J Neurochem. 2007 May;101(4):898-905. Epub 2007 Jan 24.
- PubMed ID
- 17254016 [ View in PubMed]
- Abstract
A mechanism for regulating the strength of synaptic inhibition is enabled by altering the number of GABA(A) receptors available at the cell surface. Clathrin and adaptor protein 2 (AP2) complex-mediated endocytosis is known to play a fundamental role in regulating cell surface GABA(A) receptor numbers. Very recently, we have elucidated that phospholipase C-related catalytically inactive protein (PRIP) molecules are involved in the phosphorylation-dependent regulation of the internalization of GABA(A) receptors through association with receptor beta subunits and protein phosphatases.

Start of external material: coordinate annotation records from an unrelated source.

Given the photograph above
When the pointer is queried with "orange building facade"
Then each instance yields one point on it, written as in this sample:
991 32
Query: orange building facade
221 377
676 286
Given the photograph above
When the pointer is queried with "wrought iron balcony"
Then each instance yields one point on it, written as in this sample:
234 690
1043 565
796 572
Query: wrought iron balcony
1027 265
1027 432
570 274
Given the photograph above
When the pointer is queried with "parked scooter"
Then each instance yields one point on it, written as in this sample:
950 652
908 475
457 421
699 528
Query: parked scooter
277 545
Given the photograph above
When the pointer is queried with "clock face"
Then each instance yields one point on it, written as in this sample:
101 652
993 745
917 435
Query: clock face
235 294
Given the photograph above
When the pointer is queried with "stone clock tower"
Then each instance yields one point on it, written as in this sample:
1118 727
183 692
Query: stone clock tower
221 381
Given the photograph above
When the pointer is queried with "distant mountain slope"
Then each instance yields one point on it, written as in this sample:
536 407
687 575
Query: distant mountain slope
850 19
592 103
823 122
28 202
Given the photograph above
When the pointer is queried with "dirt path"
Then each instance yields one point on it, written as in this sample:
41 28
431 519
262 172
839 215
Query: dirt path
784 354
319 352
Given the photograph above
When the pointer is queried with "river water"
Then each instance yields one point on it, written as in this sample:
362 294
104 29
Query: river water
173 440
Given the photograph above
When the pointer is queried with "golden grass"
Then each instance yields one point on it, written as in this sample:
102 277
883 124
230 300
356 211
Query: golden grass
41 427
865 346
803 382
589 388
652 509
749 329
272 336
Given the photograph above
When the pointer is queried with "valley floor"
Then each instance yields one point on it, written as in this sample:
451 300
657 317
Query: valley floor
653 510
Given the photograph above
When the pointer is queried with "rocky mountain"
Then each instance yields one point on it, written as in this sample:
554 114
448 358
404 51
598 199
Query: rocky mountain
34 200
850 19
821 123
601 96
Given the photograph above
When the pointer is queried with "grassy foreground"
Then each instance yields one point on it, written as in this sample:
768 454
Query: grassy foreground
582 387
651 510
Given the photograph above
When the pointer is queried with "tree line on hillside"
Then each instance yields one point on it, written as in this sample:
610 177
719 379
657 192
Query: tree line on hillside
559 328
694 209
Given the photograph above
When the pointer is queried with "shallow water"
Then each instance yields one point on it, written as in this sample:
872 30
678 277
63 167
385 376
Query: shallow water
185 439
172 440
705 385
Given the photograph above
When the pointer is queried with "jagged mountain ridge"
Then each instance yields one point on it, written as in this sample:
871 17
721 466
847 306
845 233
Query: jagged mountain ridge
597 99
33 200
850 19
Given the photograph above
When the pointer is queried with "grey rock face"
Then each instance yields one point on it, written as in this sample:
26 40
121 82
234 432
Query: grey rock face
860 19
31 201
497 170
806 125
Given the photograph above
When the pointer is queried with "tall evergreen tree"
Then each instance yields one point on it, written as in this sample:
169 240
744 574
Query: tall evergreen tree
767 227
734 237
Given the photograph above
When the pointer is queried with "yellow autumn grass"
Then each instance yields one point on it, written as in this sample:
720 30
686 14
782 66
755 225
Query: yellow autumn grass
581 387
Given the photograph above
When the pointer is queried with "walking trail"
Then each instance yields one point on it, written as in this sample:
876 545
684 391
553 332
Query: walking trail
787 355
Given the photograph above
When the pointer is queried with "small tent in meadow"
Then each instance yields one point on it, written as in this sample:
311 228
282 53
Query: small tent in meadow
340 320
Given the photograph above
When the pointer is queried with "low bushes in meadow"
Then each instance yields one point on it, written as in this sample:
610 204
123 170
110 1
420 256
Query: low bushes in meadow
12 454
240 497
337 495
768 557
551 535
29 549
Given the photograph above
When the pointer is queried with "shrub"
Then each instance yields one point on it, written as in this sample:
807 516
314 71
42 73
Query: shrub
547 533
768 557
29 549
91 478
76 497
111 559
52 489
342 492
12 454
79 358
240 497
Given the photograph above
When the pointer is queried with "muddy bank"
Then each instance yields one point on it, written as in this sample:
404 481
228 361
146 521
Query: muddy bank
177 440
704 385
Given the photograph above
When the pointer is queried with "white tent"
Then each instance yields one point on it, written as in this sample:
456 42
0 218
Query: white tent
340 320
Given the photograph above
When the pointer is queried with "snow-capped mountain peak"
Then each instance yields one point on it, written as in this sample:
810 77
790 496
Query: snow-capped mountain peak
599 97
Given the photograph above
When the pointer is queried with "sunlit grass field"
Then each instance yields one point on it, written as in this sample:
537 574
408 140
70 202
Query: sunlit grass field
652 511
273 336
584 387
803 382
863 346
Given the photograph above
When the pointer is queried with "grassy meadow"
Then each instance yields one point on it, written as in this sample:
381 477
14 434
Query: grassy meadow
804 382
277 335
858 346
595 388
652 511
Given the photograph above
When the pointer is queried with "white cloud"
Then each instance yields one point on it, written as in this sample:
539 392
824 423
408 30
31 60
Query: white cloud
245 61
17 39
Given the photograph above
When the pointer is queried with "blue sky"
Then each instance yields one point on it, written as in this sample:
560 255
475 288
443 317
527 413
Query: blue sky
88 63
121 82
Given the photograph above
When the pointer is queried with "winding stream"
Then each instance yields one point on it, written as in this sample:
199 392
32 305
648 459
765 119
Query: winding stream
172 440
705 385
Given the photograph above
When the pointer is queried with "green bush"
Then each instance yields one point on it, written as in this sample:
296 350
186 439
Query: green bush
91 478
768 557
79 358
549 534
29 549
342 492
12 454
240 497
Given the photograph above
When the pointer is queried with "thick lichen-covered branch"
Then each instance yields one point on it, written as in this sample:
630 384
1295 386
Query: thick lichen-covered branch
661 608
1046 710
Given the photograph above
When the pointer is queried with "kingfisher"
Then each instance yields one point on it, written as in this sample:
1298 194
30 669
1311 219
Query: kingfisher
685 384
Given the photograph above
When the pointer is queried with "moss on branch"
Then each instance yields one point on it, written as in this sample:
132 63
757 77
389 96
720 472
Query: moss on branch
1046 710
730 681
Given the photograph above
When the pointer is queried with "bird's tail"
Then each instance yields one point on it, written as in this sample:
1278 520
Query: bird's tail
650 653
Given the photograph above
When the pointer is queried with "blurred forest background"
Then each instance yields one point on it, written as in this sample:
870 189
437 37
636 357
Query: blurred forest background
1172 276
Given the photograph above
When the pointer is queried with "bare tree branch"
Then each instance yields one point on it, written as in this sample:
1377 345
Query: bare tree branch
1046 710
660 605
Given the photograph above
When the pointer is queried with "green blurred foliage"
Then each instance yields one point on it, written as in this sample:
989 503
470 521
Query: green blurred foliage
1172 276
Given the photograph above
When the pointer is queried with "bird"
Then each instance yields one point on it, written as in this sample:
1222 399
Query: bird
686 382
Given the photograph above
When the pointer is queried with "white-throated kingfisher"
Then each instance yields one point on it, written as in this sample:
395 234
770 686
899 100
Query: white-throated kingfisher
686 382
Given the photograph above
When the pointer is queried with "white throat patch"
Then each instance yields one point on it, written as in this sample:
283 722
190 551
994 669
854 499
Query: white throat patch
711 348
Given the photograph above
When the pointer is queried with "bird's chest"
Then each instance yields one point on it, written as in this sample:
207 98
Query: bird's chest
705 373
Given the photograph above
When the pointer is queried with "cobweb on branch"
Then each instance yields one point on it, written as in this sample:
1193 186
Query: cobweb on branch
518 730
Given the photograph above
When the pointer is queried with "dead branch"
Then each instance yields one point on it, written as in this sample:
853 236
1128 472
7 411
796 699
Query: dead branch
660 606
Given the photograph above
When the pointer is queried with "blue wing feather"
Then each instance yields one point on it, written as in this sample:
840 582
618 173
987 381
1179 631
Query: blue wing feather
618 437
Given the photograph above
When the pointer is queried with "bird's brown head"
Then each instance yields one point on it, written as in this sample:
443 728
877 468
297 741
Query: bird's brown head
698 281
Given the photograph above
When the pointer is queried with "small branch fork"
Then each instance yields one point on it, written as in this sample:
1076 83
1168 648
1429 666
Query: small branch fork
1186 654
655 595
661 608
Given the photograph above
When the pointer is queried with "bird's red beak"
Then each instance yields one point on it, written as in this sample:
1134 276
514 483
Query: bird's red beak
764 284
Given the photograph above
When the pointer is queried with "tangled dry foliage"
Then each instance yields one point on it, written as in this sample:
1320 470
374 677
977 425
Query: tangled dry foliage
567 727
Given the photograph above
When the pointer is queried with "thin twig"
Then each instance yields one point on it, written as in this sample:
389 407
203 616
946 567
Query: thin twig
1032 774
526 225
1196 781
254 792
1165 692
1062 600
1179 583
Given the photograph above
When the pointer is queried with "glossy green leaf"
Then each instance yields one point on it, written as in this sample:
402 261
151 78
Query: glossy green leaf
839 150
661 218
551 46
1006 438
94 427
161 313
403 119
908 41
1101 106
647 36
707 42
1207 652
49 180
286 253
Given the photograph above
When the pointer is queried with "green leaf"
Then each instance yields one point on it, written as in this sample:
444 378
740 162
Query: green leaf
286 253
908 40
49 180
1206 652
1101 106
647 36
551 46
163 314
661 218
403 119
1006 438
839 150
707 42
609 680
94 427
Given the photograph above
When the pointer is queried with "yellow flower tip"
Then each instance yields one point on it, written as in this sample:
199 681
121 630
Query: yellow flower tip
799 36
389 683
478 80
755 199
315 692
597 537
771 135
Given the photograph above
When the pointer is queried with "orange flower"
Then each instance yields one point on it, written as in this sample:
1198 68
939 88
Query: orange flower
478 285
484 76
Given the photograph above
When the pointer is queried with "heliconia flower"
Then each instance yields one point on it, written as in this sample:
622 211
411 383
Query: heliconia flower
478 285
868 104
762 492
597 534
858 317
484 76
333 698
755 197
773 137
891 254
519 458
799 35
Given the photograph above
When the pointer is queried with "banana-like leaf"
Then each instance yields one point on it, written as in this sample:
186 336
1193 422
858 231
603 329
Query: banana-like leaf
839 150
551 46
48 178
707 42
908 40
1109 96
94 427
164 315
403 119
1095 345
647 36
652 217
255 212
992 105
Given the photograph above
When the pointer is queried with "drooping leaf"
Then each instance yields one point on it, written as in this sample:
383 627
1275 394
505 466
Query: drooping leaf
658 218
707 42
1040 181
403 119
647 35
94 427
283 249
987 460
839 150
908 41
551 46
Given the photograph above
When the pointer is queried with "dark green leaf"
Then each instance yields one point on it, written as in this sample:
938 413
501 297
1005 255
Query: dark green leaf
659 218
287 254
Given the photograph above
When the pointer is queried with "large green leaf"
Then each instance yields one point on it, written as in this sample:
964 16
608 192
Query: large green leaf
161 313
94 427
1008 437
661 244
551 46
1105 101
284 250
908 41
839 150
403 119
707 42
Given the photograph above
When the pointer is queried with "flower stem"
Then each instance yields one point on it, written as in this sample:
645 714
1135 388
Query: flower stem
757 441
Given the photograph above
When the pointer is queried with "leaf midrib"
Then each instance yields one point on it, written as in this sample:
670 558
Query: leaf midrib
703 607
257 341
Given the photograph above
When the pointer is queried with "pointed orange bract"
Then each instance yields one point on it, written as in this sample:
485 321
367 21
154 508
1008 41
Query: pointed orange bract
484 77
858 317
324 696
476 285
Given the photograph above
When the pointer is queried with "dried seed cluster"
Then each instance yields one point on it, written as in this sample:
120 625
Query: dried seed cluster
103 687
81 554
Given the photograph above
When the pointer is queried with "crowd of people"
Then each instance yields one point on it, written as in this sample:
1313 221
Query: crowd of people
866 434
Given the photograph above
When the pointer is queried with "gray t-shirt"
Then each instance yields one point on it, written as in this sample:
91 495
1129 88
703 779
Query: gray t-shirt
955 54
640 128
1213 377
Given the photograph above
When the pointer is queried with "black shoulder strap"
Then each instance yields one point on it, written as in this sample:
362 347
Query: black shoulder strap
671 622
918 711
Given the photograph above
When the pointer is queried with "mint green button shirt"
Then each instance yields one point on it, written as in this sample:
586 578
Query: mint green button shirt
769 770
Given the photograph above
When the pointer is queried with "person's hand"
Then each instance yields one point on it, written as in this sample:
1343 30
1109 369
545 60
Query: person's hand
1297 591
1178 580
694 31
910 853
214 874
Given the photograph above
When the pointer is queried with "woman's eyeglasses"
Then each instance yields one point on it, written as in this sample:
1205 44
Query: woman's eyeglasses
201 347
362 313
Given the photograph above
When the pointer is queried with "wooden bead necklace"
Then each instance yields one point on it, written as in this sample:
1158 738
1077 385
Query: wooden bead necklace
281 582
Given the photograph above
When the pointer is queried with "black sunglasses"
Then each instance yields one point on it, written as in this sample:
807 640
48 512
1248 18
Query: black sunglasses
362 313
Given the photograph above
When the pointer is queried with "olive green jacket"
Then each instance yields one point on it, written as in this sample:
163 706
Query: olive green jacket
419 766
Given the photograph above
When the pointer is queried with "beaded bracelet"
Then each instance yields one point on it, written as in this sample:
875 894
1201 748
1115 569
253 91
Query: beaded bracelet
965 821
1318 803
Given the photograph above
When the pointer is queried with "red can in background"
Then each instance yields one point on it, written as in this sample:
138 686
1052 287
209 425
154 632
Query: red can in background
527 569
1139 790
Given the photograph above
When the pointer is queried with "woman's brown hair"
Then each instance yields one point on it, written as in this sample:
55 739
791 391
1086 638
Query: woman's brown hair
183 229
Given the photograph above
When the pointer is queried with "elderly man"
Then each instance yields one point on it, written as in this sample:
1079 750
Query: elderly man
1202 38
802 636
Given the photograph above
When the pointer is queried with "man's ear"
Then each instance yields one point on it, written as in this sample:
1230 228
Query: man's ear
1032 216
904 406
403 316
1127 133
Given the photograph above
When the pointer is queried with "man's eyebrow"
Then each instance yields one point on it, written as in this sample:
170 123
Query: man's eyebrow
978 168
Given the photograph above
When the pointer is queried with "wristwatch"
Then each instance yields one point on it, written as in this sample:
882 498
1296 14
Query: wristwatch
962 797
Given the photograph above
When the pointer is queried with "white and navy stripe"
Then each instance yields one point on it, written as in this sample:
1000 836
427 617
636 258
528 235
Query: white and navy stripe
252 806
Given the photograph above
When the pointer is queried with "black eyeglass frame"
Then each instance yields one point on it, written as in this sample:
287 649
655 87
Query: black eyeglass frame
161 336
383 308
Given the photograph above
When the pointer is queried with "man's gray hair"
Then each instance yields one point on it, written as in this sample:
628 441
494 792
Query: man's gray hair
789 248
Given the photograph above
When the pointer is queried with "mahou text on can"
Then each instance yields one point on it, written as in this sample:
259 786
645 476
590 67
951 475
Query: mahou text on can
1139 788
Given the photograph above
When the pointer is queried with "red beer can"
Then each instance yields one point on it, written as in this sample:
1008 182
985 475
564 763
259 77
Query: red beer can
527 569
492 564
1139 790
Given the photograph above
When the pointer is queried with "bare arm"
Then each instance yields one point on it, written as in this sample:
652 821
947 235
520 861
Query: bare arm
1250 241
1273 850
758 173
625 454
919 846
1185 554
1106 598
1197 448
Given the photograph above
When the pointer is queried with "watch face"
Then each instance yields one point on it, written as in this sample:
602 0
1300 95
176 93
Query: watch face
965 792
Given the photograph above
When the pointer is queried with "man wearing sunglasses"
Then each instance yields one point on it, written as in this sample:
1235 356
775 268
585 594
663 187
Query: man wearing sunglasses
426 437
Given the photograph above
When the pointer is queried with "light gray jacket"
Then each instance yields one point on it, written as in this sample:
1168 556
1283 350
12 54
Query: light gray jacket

In this study, we examined the implications of PRIP molecules in clathrin-mediated constitutive GABA(A) receptor endocytosis, independent of phospho-regulation. We performed a constitutive receptor internalization assay using human embryonic kidney 293 (HEK293) cells transiently expressed with GABA(A) receptor alpha/beta/gamma subunits and PRIP. PRIP was internalized together with GABA(A) receptors, and the process was inhibited by PRIP-binding peptide which blocks PRIP binding to beta subunits. The clathrin heavy chain, mu2 and beta2 subunits of AP2 and PRIP-1, were complexed with GABA(A) receptor in brain extract as analyzed by co-immunoprecipitation assay using anti-PRIP-1 and anti-beta2/3 GABA(A) receptor antibody or by pull-down assay using beta subunits of GABA(A) receptor. These results indicate that PRIP is primarily implicated in the constitutive internalization of GABA(A) receptor that requires clathrin and AP2 protein complex.